Is fast fashion dead or has it taken a step forward?
The 1980s saw the birth of fast fashion, a new way of doing fashion by shortening delivery times and reducing prices that burst onto the market to change the rules of fashion consumption.
The Inditex group was crowned as the leader of the transformation, offering fashion at affordable prices for everyone and launching new collections every few weeks.
There is no doubt that, in recent years, this phenomenon has had both fans and detractors.
At a delicate time when the fashion industry has had to close stores for months and has seen in eCommerce and sustainability a clear future, fast fashion has taken a step further with the arrival of Shein.
Despite the fact that the new generations demand transparency and sustainability, the Chinese giant has entered with force in Europe and closed the last financial year with a turnover of 7,673 million euros. Since 2012, it has experienced an average growth of 100% and it is possible that, by the end of this year, it will be crowned as the largest fashion retail brand in the world.
A strong marketing strategy and direct-to-consumer delivery from suppliers are some of the keys to its success.
For example, in May 2021, the number of downloads of Shein’s app surpassed those of the Amazon app in the U.S.
So, what’s Shein’s next step? Diversification.
Last November, the earthquake reached the physical store when Shein signed a strategic alliance with a Spanish fast fashion brand, Shana.
After a complicated beginning, which forced the chain to close in 2018 after going through an insolvency proceeding, Shana is back with a plan to open 50 new stores in the coming years and target a turnover of 15 billion euros.

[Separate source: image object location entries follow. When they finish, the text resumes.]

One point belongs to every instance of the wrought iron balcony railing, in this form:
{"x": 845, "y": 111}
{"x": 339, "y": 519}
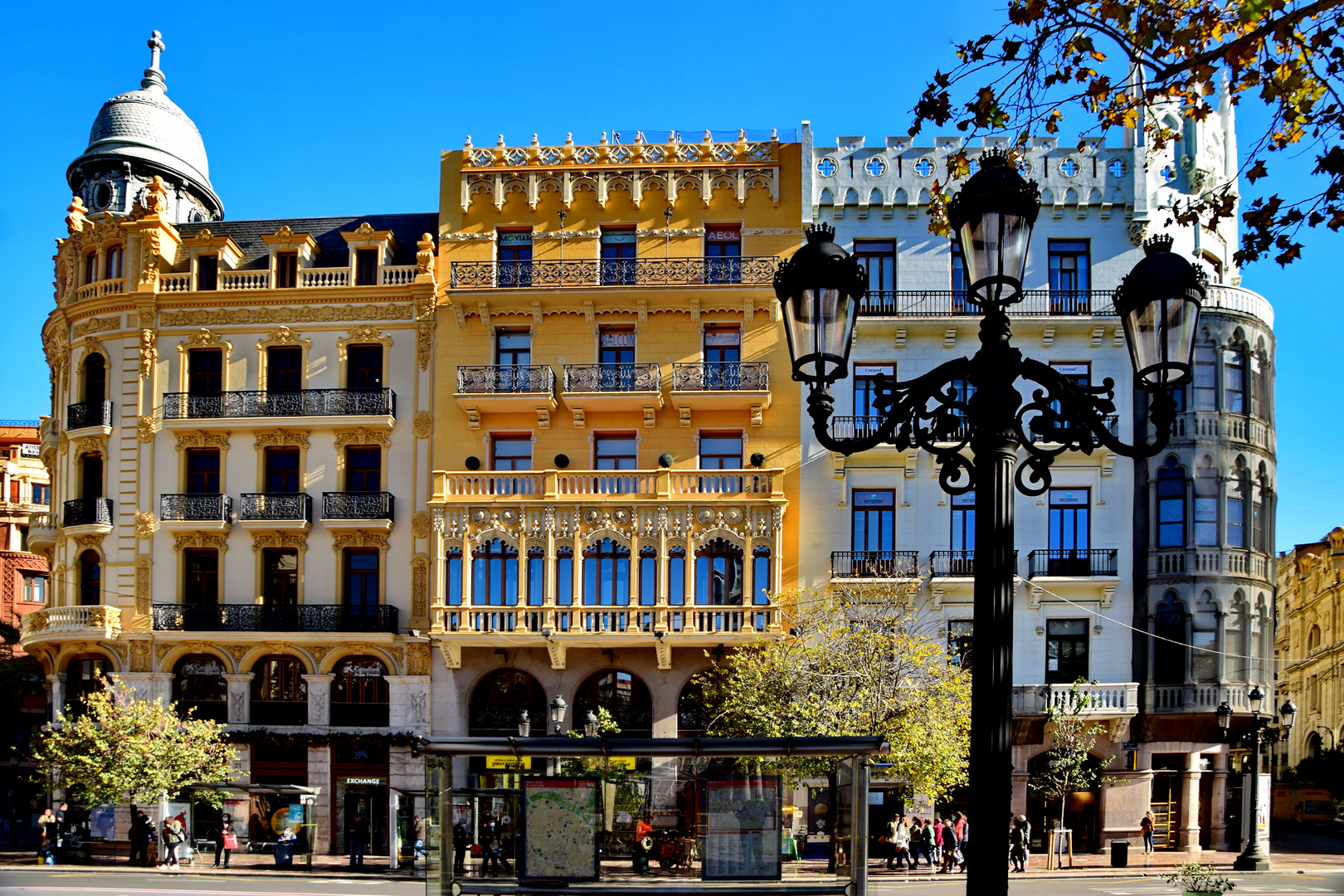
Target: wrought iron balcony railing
{"x": 958, "y": 563}
{"x": 1074, "y": 562}
{"x": 947, "y": 303}
{"x": 505, "y": 377}
{"x": 184, "y": 406}
{"x": 611, "y": 377}
{"x": 874, "y": 564}
{"x": 251, "y": 617}
{"x": 277, "y": 505}
{"x": 608, "y": 271}
{"x": 86, "y": 512}
{"x": 721, "y": 377}
{"x": 88, "y": 414}
{"x": 357, "y": 505}
{"x": 190, "y": 508}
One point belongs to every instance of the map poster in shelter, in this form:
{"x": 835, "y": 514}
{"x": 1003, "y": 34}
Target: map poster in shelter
{"x": 741, "y": 829}
{"x": 561, "y": 825}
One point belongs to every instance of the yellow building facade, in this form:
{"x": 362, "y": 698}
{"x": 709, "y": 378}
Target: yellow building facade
{"x": 1309, "y": 645}
{"x": 616, "y": 430}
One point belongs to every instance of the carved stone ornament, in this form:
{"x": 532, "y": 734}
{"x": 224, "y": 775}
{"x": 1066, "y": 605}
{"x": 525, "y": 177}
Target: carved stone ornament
{"x": 420, "y": 524}
{"x": 290, "y": 314}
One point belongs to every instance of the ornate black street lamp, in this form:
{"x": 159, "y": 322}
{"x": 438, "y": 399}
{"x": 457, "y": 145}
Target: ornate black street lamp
{"x": 1261, "y": 733}
{"x": 972, "y": 419}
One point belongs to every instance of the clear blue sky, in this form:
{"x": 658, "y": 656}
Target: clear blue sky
{"x": 338, "y": 108}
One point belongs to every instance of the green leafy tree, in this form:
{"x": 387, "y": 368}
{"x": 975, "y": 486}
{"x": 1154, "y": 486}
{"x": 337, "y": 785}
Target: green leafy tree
{"x": 1069, "y": 765}
{"x": 854, "y": 664}
{"x": 1112, "y": 60}
{"x": 124, "y": 748}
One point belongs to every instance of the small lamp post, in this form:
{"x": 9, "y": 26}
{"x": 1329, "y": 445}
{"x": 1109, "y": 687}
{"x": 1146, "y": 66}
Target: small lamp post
{"x": 821, "y": 289}
{"x": 1259, "y": 733}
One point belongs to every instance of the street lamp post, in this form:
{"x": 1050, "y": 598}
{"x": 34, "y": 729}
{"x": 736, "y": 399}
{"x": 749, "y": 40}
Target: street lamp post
{"x": 971, "y": 418}
{"x": 1261, "y": 733}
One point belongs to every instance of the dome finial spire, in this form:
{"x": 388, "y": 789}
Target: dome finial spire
{"x": 153, "y": 78}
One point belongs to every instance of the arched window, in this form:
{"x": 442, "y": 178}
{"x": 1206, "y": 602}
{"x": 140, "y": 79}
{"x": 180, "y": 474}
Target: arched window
{"x": 359, "y": 694}
{"x": 1171, "y": 505}
{"x": 199, "y": 688}
{"x": 90, "y": 578}
{"x": 279, "y": 692}
{"x": 1170, "y": 646}
{"x": 494, "y": 575}
{"x": 718, "y": 574}
{"x": 84, "y": 676}
{"x": 606, "y": 574}
{"x": 95, "y": 379}
{"x": 620, "y": 694}
{"x": 500, "y": 698}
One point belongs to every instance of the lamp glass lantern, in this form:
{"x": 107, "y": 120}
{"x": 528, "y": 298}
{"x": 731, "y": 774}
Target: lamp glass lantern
{"x": 1288, "y": 715}
{"x": 1159, "y": 305}
{"x": 992, "y": 217}
{"x": 819, "y": 289}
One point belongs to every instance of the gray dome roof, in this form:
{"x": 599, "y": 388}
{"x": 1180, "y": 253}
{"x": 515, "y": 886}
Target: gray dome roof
{"x": 145, "y": 125}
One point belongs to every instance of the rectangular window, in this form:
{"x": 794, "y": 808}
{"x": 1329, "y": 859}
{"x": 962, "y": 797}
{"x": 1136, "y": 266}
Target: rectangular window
{"x": 202, "y": 470}
{"x": 286, "y": 270}
{"x": 284, "y": 368}
{"x": 1070, "y": 277}
{"x": 515, "y": 258}
{"x": 205, "y": 371}
{"x": 280, "y": 577}
{"x": 202, "y": 586}
{"x": 1234, "y": 382}
{"x": 207, "y": 273}
{"x": 874, "y": 520}
{"x": 1205, "y": 384}
{"x": 363, "y": 468}
{"x": 960, "y": 633}
{"x": 964, "y": 523}
{"x": 364, "y": 367}
{"x": 878, "y": 258}
{"x": 34, "y": 587}
{"x": 1066, "y": 650}
{"x": 866, "y": 388}
{"x": 619, "y": 256}
{"x": 722, "y": 253}
{"x": 366, "y": 266}
{"x": 1205, "y": 511}
{"x": 362, "y": 578}
{"x": 283, "y": 470}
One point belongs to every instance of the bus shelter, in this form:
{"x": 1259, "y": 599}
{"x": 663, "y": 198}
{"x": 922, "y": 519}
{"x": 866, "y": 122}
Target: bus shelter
{"x": 679, "y": 816}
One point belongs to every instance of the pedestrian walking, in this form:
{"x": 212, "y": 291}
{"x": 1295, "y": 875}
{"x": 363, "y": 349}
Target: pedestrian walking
{"x": 358, "y": 839}
{"x": 1147, "y": 824}
{"x": 226, "y": 840}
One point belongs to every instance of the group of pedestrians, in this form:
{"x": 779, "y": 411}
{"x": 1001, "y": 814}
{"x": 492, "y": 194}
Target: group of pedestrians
{"x": 941, "y": 841}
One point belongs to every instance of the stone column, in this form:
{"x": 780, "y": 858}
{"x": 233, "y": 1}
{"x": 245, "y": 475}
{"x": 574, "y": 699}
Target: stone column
{"x": 320, "y": 779}
{"x": 1188, "y": 835}
{"x": 319, "y": 698}
{"x": 1218, "y": 811}
{"x": 407, "y": 698}
{"x": 240, "y": 698}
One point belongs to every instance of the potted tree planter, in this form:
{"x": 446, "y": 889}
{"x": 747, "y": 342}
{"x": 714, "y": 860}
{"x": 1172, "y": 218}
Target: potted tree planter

The alliance with Shein is crucial to achieving this goal.
Many fast fashion purchases are compulsive purchases that lead to return rates that often exceed the average for fashion returns, which stands at 30%.
By offering these returned products in physical stores with even greater discounts, the Asian giant gains a second chance to sell these returned goods and, in addition, it broadens its market to reach consumers who do not visit Shein’s website
Fast fashion has accelerated and even the most digital pure players find in the physical world a necessary ally for their development. Is it a business model that is here to stay or is it something fleeting?